Diet is an important factor in both the development and the treatment of diabetes. Previous studies have shown that high meat consumption, especially of red and processed meat, is associated with a higher risk of Type 2 diabetes. This suggests that plant-based diets that are free of most or all animal products may be best for diabetics and those who are at risk of the disease. To determine if this was the case, the researchers, who came from various research institutions in the U.K., conducted a systematic review of 11 articles with a total of 433 participants. On average, the trials that were included in the study lasted for 23 weeks.

From the studies, the researchers observed that plant-based or vegan diets led to significant improvements in physical quality of life and emotional well being, as indicated by improvements in depressive symptoms. They also noted that following these diets improved blood sugar levels and reduced nerve pain, which is a common complication caused by diabetes. Furthermore, following a plant-based diet helped the participants lose weight, having an average loss of 5.23 kg compared to the 2.83kg of those who still ate animal products. This is important for diabetes prevention since being overweight or obese is a major contributor to the development of this disease.

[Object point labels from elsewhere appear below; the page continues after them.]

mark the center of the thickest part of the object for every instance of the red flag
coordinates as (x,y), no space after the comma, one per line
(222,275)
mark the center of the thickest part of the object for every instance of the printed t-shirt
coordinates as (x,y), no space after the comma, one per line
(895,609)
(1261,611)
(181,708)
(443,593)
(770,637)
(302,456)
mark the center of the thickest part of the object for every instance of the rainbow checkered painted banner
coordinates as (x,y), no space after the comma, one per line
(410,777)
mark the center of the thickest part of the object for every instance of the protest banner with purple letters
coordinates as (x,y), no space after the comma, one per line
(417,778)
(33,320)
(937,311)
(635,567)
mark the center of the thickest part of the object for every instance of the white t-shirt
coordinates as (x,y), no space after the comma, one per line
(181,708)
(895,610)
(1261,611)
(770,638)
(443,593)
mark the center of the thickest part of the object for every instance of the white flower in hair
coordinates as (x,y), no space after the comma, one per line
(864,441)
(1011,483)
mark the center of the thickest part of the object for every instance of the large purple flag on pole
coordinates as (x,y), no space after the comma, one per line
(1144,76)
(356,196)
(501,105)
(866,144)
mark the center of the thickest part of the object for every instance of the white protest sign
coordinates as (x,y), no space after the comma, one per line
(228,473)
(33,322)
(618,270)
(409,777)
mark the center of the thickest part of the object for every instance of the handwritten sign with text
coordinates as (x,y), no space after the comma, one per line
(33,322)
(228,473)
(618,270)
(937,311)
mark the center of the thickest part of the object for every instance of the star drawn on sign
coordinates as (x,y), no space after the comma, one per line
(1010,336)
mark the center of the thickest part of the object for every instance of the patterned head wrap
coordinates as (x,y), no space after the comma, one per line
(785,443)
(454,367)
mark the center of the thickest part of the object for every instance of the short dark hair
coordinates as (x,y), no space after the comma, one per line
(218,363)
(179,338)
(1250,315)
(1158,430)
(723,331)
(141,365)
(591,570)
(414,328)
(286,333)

Overall, these results indicate that becoming a vegetarian or vegan can help prevent Type 2 diabetes and its complications by helping maintain healthy blood sugar levels. (Related: Diabetes sufferer switched to vegan diet, blood sugar stabilized after 10 days.)

More reasons to switch to a plant-based or vegan diet

Plant-based foods like fruits, vegetables, and whole grains are rich in fiber, vitamins, antioxidants, and minerals that are great for your health. By increasing your intake of these foods, you can enjoy many health benefits, including:

  • Lower blood pressure — Unlike meat, plant-based foods are rich in potassium, a mineral that can help lower blood pressure. Some of the best sources of this mineral include bananas, spinach, broccoli, oranges, and potatoes.
  • Reduced risk of cardiovascular disease — A study from Harvard University showed that people who eat at least eight servings of fruits and vegetables per day can reduce their risk of a heart attack or stroke by 30 percent compared to those who had less than 1.5 servings.
  • Improved digestion –Plant-based foods contain large amounts of fiber that can help improve digestion and prevent constipation.
  • Better skin — Animal products are rich in saturated fats that can clog your pores. By following a plant-based diet, you are able to skip out on these fats and even increase your intake of nutrients and phytochemicals that help improve skin. These include lycopene, which protects the skin from sun damage, and vitamin C that prevents wrinkles by stimulating collagen production.